3) By taking advantage of one of the circle theorems that any angle on the circumference of a circle subtended from two points on the circumference is always half of the angle coming from the centre of the circle subtended from the said two points . Thus, the angle YZO (which is 60 degrees) is half of the angle YXO. Making angle YXO = 120 degrees.

Secondly,

1) Focus on the quadrilateral XOWY with YXO = 120 degrees.

2) By observation, you can see that XOWY is made up of two right angle triangles. Thus, by drawing lines XW and YO, you split the quadrilateral into 4 new right angle triangles.

3) Let the point of intersection of lines XW and YO be M. By observation, Angles MXY and MXO are equal and angle YXO = 120 degrees, so angles MXY = MXO = 60 degrees. So angles MYX = MOX = 30 degrees. Angles MYW = MOW = 60 degrees and angles MWY = MWO = 30 degrees.

4) Using trigonometric ratios for right angles that contain angles 30 and 60 degrees and the fact that XO = XY = 4, you can quickly deduce that length XM = 2 and length MW = 6, so now we know XW = 8 = Root(1728 x cot^3(ϴ))

Thirdly,

1) Focus on your new equation {8 = Root(1728 x cot^3(ϴ))}.

2) Using simple algebraic techniques and rearrangement, you can derive that 1/27 = cot^3(ϴ). So 1/3 = cot(ϴ).

3) Using trigonometric identities and an algebraic technique, you can derive that:

• cos(ϴ)/sin(ϴ) = x/3x

• cos(ϴ) = x and sin(ϴ) = 3x

• x^2 + 9x^2 = 1 (using the identity sin^2(ϴ) + cos^2(ϴ) = 1)

• 10x^2 = 1

• x = 1/Root(10) (positive root since we will be using x to derive the lengths for rectangle ABCO)

4) cos(ϴ) = 1/Root(10) and sin(ϴ) = 3/Root(10)

Fourthly,

1) Focus on the coordinates of points O = (0,0) and B = (10,2 x Root(5)).

2) By finding the magnitude of length OB using good old Pythagoras theorem, you can derive that length OB = 2 x Root(30)

3) You can observe that length OB splits rectangle ABCO into two congruent right angle triangles. Take triangle AOB and observe using the information given that angle AOB = ϴ degrees.

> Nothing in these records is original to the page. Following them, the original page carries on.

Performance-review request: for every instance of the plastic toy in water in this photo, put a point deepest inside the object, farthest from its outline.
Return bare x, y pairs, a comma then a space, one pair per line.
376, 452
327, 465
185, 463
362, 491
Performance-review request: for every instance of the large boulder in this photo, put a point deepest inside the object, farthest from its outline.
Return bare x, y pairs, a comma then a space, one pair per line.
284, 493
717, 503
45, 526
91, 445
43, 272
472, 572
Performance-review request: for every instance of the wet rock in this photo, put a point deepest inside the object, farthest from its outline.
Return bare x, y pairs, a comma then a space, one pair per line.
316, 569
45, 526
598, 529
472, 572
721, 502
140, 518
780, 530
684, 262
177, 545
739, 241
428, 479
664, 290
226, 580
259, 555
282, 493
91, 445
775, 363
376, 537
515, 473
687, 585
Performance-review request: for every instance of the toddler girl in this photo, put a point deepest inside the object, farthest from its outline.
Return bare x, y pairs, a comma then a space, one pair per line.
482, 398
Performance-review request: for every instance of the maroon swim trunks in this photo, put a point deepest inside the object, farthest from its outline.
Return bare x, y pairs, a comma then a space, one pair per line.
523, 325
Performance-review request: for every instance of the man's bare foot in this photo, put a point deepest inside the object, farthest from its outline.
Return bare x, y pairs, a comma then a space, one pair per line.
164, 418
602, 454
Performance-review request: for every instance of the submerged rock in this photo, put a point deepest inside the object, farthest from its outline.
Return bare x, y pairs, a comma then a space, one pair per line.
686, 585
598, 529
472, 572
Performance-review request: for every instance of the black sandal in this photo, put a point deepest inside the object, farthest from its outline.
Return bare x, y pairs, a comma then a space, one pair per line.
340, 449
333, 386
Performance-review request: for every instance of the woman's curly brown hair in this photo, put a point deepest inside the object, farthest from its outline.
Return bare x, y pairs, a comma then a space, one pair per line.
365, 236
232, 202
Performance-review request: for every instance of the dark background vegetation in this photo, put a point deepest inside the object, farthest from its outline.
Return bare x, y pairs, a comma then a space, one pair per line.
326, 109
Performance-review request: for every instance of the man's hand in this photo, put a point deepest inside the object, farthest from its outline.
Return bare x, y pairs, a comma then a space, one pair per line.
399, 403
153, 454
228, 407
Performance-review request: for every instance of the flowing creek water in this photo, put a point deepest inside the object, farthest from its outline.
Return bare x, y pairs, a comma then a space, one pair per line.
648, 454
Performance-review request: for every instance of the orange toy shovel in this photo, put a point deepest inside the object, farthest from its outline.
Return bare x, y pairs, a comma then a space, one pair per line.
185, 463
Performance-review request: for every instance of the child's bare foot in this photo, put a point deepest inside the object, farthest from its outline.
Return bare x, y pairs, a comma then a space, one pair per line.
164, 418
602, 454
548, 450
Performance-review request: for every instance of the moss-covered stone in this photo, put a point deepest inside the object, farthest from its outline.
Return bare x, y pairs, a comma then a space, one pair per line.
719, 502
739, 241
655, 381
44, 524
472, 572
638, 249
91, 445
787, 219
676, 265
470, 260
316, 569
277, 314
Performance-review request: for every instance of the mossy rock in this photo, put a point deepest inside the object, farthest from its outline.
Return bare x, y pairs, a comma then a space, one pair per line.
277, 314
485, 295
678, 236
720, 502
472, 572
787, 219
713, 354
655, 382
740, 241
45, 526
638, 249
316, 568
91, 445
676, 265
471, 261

Using basic trigonometric knowledge and the fact that the hypotenuse of triangle AOB is of length 2 x Root(30), you can derive that:

• OA = cos(ϴ) x 2 x Root(30) = 1/Root(10) x 2 x Root(30) = 2 x Root(3)

• AB = sin(ϴ) x 2 x Root(30) = 3/Root(10) x 2 x Root(30) = 6 x Root(3)

4) Thus, you can now see that the lengths of the sides of rectangle ABCO are 2 x Root(3) and 6 x Root(3), and by calculating the area of this rectangle using the known information, we find that area ABCO = 36 = β

Lastly,

1) Focus on triangle YOW and any measurements you have left behind when finding length XW.

2) Using the lengths and angles you have left behind, you can quickly find the area of triangle YOW using the simple triangle area formulas you should already know, and you find that the area of triangle YOW = 12 x Root(3) = α

The Cherry on the Top,

1) Focus on the given information: Kα = β

2) Use your know values for αlpha and βeta to get:

• K x 12 x Root(3) = 36

• K x Root(3) = 3

• K = 3/Root(3)

3) K = Root(3)

I made this question during a boring school assembly. Hope you had fun.